Lenqama uzayinikela ibe ngumhlatshelo weminikelo yokuthula eNkosini kanye lesitsha sezinkwa ezingelamvubelo; lompristi uzanikela umnikelo wakhe wokudla lomnikelo wakhe wokunathwayo.
18 Daarna moet de nazireër bij de ingang van de openbaringstent zijn gewijd hoofd scheren, het haar van zijn nazireaat nemen en in het vuur werpen, dat onder het vredeoffer brandt.
UmNaziri uzaphuca-ke ikhanda lokuzehlukanisela kwakhe emnyango wethente lenhlangano, athathe inwele zekhanda lokuzehlukanisela kwakhe, azifake emlilweni ongaphansi komhlatshelo weminikelo yokuthula.
19 En zodra de nazireër zich het haar van zijn nazireaat heeft afgeschoren, moet de priester het gekookte schouderstuk van den ram, een ongedesemde koek uit de korf en een ongedesemde vla nemen, ze in de handen van den nazireër leggen,
Lompristi uzathatha umkhono ophekiweyo wenqama, leqebelengwana elilodwa elingelamvubelo esitsheni, lesinkwana esisodwa esiyisipatalala esingelamvubelo, akubeke ezandleni zomNaziri esephucile ukuzehlukanisela kwakhe,
20 en ze als een strekoffer voor het aanschijn van Jahweh aanbieden; het valt, met de borst van het strekoffer en de schenkel van het hefoffer, als iets heiligs den priester ten deel. Daarna mag de nazireër wijn drinken.

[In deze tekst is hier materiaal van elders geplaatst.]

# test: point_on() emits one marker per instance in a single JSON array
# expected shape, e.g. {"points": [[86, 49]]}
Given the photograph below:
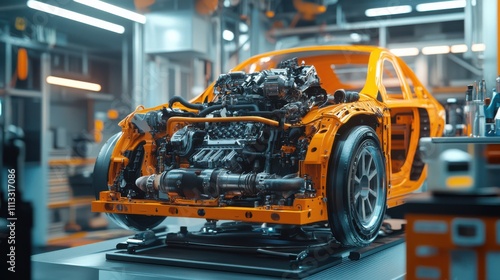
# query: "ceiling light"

umpristi akuzunguze-ke kube ngumnikelo wokuzunguzwa phambi kweNkosi; kungcwele kumpristi, kanye lesifuba esizunguziweyo kanye lomlenze wokuphakanyiswa. Emva kwalokhu umNaziri usenganatha iwayini.
21 Dit is voor den nazireër, die de gelofte heeft afgelegd, de wet over zijn gave aan Jahweh op grond van zijn nazireaat, afgezien van wat hij vrijwillig brengt; krachtens de wet van zijn nazireaat, moet hij alles zo volbrengen, als hij het Jahweh beloofd heeft.
Lo ngumlayo womNaziri othembise umnikelo wakhe wokuzehlukanisela kwakhe eNkosini, ngaphandle kwalokho isandla sakhe singafinyelela kukho; njengesithembiso sakhe asithembisileyo uzakwenza njalo, njengomlayo wobuNaziri bakhe.
22 Nog sprak Jahweh tot Moses:
INkosi yasikhuluma kuMozisi isithi:
23 Zeg aan Aäron en zijn zonen: Zo moet ge de zegen over Israëls kinderen uitspreken:
Tshono kuAroni lakumadodana akhe uthi: Lizabusisa kanje abantwana bakoIsrayeli, lisithi kubo:
24 Jahweh zegene u, En behoede u;
INkosi kayikubusise, ikulondoloze.
25 Jahweh doe zijn aanschijn over u lichten, En zij u genadig;
INkosi kayikhanyise ubuso bayo kuwe, ibe lomusa kuwe.
26 Jahweh wende tot u zijn gelaat, En schenke u de vrede!
INkosi kayiphakamise ubuso bayo kuwe, ikunike ukuthula.
27 Zo zullen zij mijn Naam op de kinderen Israëls doen rusten, en zal Ik hen zegenen.
Ngokunjalo bazabeka ibizo lami phezu kwabantwana bakoIsrayeli, mina-ke ngizababusisa.